The phakomatoses, encephalotrigeminal angiomatosis (ETA; Sturge-Weber Syndrome), neurofibromatosis type 1 (NF1 or von Recklinghausen disease), Von Hippel-Lindau (VHL) disease, tuberous sclerosis (TSC), oculodermal melanocytosis (ODM), and phakomatosis pigmentovascularis are a group of neurocutaneous disorders that have characteristic systemic and ocular manifestations. Through many different mechanisms, they may cause glaucomatous damage of the optic nerve and subsequent vision loss varying from mild to severe. Glaucoma commonly affects patients with ETA (43-72%), orbito-facial NF1 (23-50%), and ODM (10%). Rarely, it may present as neovascular glaucoma in VHL and TSC. In ETA, glaucoma typically occurs ipsilateral to the port-wine stain, which is caused by a mutation in the GNAQ gene.
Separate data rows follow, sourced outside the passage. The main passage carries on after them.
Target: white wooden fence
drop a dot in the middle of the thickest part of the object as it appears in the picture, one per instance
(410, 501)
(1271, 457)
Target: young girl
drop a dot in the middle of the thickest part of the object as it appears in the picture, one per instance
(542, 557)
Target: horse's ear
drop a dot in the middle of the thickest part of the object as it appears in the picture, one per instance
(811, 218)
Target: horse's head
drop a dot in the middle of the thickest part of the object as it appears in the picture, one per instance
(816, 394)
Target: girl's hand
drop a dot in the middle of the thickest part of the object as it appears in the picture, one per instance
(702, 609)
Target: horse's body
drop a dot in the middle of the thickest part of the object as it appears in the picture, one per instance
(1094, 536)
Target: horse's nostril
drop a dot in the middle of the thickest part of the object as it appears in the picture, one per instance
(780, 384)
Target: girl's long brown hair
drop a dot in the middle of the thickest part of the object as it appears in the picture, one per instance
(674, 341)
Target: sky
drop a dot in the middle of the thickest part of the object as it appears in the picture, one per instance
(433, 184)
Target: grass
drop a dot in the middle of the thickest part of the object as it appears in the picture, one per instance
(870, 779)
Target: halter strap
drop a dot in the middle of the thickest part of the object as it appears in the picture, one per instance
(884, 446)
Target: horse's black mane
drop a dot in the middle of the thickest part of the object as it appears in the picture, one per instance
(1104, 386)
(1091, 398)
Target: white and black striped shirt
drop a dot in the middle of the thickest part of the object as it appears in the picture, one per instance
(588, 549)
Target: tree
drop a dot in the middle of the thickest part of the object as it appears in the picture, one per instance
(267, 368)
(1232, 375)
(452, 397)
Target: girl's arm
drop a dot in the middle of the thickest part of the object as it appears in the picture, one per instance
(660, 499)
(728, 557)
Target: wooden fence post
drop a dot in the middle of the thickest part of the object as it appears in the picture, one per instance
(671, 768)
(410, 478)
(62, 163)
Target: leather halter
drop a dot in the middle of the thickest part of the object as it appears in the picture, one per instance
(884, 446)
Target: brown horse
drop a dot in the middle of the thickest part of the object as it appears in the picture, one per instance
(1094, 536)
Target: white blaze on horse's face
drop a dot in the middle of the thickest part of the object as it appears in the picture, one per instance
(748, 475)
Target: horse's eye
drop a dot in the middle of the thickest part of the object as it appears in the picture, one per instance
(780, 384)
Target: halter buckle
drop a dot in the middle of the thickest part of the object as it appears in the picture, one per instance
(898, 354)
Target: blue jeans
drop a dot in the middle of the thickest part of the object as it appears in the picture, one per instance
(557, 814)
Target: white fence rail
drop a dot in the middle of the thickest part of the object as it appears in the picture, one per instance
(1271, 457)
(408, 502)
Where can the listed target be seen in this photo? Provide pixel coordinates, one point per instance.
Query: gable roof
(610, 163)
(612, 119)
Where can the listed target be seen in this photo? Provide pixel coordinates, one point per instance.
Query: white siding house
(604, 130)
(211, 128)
Specifically, mechanical malformation of the anterior chamber angle and elevated episcleral venous pressure has been implicated as causes of glaucoma in ETA. In NF1, which is caused by a mutation in the NF1 tumor suppressor gene, glaucoma commonly occurs ipsilateral to lid plexiform neurofibromas. Histological studies of eyes with NF1 have revealed direct anterior chamber infiltration by neurofibromas, secondary angle closure, fibrovascularization, and developmental angle abnormalities as mechanisms of glaucoma. Lastly, phakomatosis pigmentovascularis is a rare combination of ODM and port-wine stain. Affected patients are at very high risk of developing glaucoma. Despite the many different mechanisms of glaucomatous damage, management follows similar principles as that for congenital glaucoma and primary open angle glaucoma. First-line therapy is topical intraocular pressure-lowering eye drops. Surgical management, including goniotomy, trabeculotomy, trabeculectomy, and tube shunt placement may be required for more severe cases.

摘要

神经皮肤综合征包括颅面三叉神经血管瘤病(ETA;Sturge-Weber 综合征)、神经纤维瘤病 1 型(NF1 或 von Recklinghausen 病)、von Hippel-Lindau(VHL)病、结节性硬化症(TSC)、眼皮肤黑素细胞增多症(ODM)和色素血管性神经皮肤综合征,是一组具有特征性全身和眼部表现的神经皮肤疾病。它们通过许多不同的机制可能导致视神经青光眼损害,进而导致从轻度到重度的视力丧失。青光眼常见于 ETA(43-72%)、眶面 NF1(23-50%)和 ODM(10%)患者。在 VHL 和 TSC 中,青光眼罕见表现为新生血管性青光眼。在 ETA 中,青光眼通常发生在葡萄酒色斑的同侧,这是由 GNAQ 基因突变引起的。具体而言,前房角机械性畸形和眼上静脉压升高被认为是 ETA 青光眼的原因。NF1 是由 NF1 肿瘤抑制基因的突变引起的,青光眼常见于眼睑丛状神经纤维瘤的同侧。NF1 眼部的组织学研究表明,神经纤维瘤直接前房浸润、继发性房角关闭、纤维血管化和发育性房角异常是青光眼的机制。最后,色素血管性神经皮肤综合征是 ODM 和葡萄酒色斑的罕见组合。受影响的患者发生青光眼的风险非常高。尽管青光眼损害的机制有很多不同,但治疗原则与先天性青光眼和原发性开角型青光眼相似。一线治疗是局部降眼压滴眼液。对于更严重的病例,可能需要手术治疗,包括房角切开术、小梁切开术、小梁切除术和管分流术。